Jury clears Little Rock man accused in 2016 rape

A Pulaski County jury took 30 minutes Friday to clear James Lee Foley of rape.

Foley, 55, testified that the rape charge was an attempt to frame him to cover up how he had been robbed and attacked by a machete-wielding man at a Thayer Street home in October 2016.

Arrested naked at the scene, Foley was accused of attacking a 69-year-old Russellville woman who was also staying at the residence, the home of a friend, while recuperating from surgery.

A guilty verdict from the six men and six women would have meant an automatic life sentence for the 18-time felon. He told jurors he'd never seen the woman up close before, saying she was too old and unattractive to interest him.

In closing arguments before Circuit Judge Barry Sims, defense attorneys Colleen Kordsmeyer and Joe Tobler derided the police investigation as shabby and rushed.

They said investigators overlooked some evidence, like phone records and potential DNA, while discarding other items, including the woman's nightgown, which was not collected. He asked jurors to weigh whether detectives really cared about the investigation or gave it the value they really thought it deserved.

Foley's story was the only credible account of what had happened, Tobler said.

The accuser and her friend -- Larry Dean Farlow, 48 -- were lying to cover up how Farlow had attacked Foley with a machete, he said.

"They're lying about pretty much everything that happened. What Foley told you made sense," the attorney said.

Foley said he'd been lured to the Capital View neighborhood residence by another tenant -- the woman he loved, Janet "Rose" Glover, 59 -- with the promise of a kinky sex party with a second woman as long as he provided the drugs.

Foley, who had been paroled only a few days earlier, said he was flush with cash because he'd received upon release a $63,000 settlement related to the death of his father. He told jurors he'd spent close to $5,000 on cocaine and marijuana, intending on a weeklong party with Glover and the other woman, whom he knew only as Donna.

Prosecutors Jayme Butts-Hall and Melissa Brown reminded jurors that Foley was the only one in the home that night who didn't live there. They said that Foley had overstayed his welcome with Glover and that when he refused to leave, Glover called on Farlow to get him out of the house. Foley's refusal to go provoked a brawl between the men, which included Farlow hitting Foley with the machete.

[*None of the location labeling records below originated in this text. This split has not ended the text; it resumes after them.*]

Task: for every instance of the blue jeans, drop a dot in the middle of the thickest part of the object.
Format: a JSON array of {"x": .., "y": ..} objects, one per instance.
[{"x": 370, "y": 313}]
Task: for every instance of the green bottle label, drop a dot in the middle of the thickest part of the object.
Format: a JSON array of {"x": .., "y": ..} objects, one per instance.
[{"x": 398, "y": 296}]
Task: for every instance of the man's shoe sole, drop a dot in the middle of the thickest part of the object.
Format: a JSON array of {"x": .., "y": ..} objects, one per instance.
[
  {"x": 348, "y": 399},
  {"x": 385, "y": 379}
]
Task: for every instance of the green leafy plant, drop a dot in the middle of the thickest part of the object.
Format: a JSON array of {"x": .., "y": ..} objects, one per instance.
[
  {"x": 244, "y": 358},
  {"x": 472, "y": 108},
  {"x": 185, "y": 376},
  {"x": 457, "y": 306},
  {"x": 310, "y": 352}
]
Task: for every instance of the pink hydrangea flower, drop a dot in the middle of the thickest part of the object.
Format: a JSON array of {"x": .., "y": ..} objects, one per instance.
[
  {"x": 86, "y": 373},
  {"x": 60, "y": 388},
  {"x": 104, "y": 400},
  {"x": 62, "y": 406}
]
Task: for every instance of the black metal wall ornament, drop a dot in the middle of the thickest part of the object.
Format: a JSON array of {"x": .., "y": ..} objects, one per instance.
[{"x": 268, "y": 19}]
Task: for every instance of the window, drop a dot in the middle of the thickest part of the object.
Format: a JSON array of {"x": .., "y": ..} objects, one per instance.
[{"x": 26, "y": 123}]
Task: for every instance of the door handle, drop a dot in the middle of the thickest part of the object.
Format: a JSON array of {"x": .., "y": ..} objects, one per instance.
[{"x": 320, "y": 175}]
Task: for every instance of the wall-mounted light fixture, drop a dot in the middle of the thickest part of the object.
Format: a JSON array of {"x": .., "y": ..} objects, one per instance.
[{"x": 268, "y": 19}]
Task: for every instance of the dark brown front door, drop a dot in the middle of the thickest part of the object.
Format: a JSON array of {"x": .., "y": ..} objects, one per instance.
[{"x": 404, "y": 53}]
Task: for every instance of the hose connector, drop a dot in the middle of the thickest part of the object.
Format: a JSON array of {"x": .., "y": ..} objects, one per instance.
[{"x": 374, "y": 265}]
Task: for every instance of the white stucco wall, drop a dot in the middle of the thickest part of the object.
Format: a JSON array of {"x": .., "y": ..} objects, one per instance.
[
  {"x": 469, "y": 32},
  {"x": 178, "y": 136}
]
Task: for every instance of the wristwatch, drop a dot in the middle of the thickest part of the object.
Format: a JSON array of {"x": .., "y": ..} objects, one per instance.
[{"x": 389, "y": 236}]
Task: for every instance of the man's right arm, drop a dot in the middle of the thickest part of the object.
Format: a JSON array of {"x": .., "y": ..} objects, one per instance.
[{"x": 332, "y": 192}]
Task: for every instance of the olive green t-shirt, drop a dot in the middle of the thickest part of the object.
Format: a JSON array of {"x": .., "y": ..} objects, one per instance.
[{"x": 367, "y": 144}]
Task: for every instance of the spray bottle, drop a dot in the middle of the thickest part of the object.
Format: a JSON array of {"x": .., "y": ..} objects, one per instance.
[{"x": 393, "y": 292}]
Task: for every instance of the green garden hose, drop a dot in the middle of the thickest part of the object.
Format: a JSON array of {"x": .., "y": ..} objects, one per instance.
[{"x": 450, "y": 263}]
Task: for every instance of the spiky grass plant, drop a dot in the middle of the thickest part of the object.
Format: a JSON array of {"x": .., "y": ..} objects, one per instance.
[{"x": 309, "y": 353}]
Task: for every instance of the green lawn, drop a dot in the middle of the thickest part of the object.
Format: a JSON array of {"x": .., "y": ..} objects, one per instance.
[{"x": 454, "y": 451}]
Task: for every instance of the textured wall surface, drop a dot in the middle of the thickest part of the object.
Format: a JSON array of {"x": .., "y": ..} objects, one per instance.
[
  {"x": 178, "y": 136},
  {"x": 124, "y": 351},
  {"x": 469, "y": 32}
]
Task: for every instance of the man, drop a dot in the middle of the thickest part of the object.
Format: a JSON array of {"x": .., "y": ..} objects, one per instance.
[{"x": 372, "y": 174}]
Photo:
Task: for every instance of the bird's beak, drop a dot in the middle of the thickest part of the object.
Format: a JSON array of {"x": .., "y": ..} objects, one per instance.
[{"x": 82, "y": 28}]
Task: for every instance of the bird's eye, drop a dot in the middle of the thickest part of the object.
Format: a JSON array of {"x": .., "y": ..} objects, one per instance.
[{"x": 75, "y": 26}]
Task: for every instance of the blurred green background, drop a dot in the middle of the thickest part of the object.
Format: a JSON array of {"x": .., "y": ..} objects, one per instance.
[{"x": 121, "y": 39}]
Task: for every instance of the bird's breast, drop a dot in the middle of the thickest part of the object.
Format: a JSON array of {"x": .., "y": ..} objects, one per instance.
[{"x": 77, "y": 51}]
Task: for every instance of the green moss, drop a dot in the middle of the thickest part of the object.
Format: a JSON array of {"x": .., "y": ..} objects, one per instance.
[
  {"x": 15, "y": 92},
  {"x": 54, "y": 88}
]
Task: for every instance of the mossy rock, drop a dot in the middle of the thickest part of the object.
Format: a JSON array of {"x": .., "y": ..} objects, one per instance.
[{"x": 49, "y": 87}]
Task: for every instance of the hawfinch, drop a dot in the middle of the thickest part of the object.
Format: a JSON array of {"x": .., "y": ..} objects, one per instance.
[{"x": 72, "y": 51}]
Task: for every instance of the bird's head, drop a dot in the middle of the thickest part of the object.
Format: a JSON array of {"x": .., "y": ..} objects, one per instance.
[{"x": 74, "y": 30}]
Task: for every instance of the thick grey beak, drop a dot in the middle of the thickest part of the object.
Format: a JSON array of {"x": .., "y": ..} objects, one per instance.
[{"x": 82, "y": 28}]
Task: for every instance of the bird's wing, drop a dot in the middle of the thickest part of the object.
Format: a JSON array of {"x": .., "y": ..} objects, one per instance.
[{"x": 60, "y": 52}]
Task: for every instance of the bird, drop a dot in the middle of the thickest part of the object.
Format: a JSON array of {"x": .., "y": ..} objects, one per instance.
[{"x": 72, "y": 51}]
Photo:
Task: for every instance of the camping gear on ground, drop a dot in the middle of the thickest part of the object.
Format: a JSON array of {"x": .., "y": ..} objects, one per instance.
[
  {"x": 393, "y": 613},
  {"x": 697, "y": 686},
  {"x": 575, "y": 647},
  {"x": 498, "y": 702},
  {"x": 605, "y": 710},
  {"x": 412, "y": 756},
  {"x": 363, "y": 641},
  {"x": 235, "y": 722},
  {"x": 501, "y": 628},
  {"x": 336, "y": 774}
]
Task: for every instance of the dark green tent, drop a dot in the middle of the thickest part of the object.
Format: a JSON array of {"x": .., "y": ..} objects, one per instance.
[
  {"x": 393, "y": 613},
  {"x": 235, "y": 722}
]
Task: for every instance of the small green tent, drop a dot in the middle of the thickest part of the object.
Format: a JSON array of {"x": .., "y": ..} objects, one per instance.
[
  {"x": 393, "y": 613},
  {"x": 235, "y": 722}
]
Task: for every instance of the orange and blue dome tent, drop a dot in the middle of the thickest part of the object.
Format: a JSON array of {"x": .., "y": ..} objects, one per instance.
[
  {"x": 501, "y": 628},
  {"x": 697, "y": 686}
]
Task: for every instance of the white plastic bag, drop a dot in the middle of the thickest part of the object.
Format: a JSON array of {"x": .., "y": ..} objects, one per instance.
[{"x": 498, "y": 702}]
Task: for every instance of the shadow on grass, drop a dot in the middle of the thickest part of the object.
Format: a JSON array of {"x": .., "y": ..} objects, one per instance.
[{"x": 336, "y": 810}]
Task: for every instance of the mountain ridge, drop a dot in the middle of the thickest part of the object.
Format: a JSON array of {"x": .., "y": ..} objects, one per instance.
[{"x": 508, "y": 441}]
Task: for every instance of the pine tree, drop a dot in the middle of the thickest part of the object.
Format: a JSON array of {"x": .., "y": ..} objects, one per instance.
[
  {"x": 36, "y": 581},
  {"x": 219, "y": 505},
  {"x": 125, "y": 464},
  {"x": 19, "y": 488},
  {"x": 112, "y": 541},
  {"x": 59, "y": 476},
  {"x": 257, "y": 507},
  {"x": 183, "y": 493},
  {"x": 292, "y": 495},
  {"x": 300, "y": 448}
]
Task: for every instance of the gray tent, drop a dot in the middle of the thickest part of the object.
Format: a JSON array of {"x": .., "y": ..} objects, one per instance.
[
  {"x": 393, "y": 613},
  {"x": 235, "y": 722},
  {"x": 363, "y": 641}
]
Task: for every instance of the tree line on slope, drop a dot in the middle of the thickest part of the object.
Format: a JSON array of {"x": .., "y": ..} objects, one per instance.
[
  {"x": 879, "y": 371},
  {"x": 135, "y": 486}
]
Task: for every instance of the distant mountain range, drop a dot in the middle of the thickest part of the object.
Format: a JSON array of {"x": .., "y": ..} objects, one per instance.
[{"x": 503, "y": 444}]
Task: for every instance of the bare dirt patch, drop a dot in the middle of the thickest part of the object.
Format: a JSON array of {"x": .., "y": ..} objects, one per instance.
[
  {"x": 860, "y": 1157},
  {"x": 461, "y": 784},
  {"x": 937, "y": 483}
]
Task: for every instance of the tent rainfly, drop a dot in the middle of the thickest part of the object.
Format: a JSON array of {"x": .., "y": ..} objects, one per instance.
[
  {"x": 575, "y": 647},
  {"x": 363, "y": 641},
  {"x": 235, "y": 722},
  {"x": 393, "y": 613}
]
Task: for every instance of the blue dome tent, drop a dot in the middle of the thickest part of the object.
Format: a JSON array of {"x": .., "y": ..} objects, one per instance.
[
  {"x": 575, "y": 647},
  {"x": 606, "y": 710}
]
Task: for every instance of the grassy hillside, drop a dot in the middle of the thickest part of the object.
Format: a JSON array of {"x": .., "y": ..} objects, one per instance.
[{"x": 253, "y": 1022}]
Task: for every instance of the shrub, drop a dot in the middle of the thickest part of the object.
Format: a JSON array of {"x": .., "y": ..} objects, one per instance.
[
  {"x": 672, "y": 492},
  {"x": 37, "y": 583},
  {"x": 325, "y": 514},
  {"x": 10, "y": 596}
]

The defense's emphasis on the fight was "misdirection" to distract jurors from thinking about how Foley had roughly pinned the woman down and violated her with his fingers after he managed to lock Farlow out of the house, the prosecutors said. Foley kept telling the screaming woman that she liked what he was doing to her, and Farlow was the one who came to the rescue, they said.

"It [the fight] has absolutely nothing to do with the rape," Brown told jurors. "No one wanted him in that house that night. All he had to do was leave, leave the house where he wasn't wanted."

Brown said Foley lied on the stand, focusing on his claim that the woman wasn't even at the home before police arrived. Police found her at the house wearing only her nightgown, the prosecutor noted.

Glover, who was not called as a witness, initially told police that Foley had raped her as well. She told police that she didn't know him well and that he had come to the house to talk about doing some lawn work. She later disclosed that they had had a lengthy intimate relationship.